The plan was to have bacon and eggs cooked leisurely over a fire for Sunday morning breakfast, smoke curling up towards the branches above, the pleasant aroma of the meal wafting through the campsite.

The reality, of course, was to wake on Sunday morning and realise that the two bags of ice in the Esky had melted, and raw eggs and bacon were floating randomly through the morass.

Mr de E, Hippomanic Jen and I had cereal instead. We dragged our sorry selves home, and I (at least) silently whispered, "Let's never do that again."

I guess Mr de Elba either didn't say the same thing, or he's forgotten ...

22 October 2008

Time for a meme

Thanks Adelaine for tagging me! I really should do more memes, I guess I just assume that you all are not that interested in my drivel about myself. But I've thought of a few things for this one.

You want to know 7 random and/or weird facts about me? Well, buckle up!

1. Although my sister can sight read about any piece of music you give her but she can't play anything from memory, I can memorise long pieces but am practially dyslexic with reading music. It might as well be Chinese.

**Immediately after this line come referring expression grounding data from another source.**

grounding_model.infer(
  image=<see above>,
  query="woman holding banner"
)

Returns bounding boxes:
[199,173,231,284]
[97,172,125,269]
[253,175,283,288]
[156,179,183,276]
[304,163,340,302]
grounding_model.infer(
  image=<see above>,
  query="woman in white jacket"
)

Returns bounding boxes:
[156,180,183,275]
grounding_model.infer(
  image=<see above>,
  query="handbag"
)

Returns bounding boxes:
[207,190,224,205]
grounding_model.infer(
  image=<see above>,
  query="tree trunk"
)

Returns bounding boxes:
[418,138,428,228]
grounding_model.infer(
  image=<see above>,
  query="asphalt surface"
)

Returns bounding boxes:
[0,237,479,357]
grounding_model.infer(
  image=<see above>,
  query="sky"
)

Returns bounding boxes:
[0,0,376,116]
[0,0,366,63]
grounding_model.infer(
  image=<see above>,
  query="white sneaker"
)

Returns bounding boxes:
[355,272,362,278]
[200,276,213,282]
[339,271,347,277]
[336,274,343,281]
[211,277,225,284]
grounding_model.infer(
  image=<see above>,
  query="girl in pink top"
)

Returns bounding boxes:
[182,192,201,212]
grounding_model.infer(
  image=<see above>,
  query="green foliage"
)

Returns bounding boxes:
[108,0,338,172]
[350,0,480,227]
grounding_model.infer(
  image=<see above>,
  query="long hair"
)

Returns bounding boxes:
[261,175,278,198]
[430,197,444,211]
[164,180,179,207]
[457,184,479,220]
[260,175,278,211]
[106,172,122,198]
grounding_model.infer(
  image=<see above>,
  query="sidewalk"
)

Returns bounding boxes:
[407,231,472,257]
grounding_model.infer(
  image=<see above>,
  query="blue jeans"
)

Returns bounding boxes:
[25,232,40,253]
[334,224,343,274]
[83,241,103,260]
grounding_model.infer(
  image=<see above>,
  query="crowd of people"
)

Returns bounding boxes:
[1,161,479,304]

2. Sometimes when I hug my kids, I love them so much it nearly hurts. Their small bodies feel so darn good pressed against mine, I think I'll burst. Then when I think of the "empty nest" we'll have one day, I cry a bit and I have to get busy with something or I'll keep crying all day.

3. I scream when I drive under bridges while trains go over the top. Trains are heavy, and I don't like them above me. Sure, that bridge has held for 70 years, but ... you know ...

4. Some days I fantasise about collecting up all the floor-bound objects that don't belong on the floor and throwing them out. Those particular objects would never bother me again, would they?

5. I find it very hard to drink plain milk due to "The Incident of Lesley and The Fly (1981)." I was in preschool. For morning tea one day, I realised that the usual warm plain milk that we were all served had a fly in it. It made me feel sick. I really didn't want to waste the milk, but I just had to ask the Aide, Lesley, if she would give me some more. Instead, she picked the fly out and gave the milk back to me. It turned my stomach. And now I can't bring myself to drink plain milk. Terrible, aren't I?

6. In high school, I was a percussionist. I was good at tympani and the giant concert xylophone, but I was total rubbish as a drummer. But being a drummer in a rock band is still my secret fantasy.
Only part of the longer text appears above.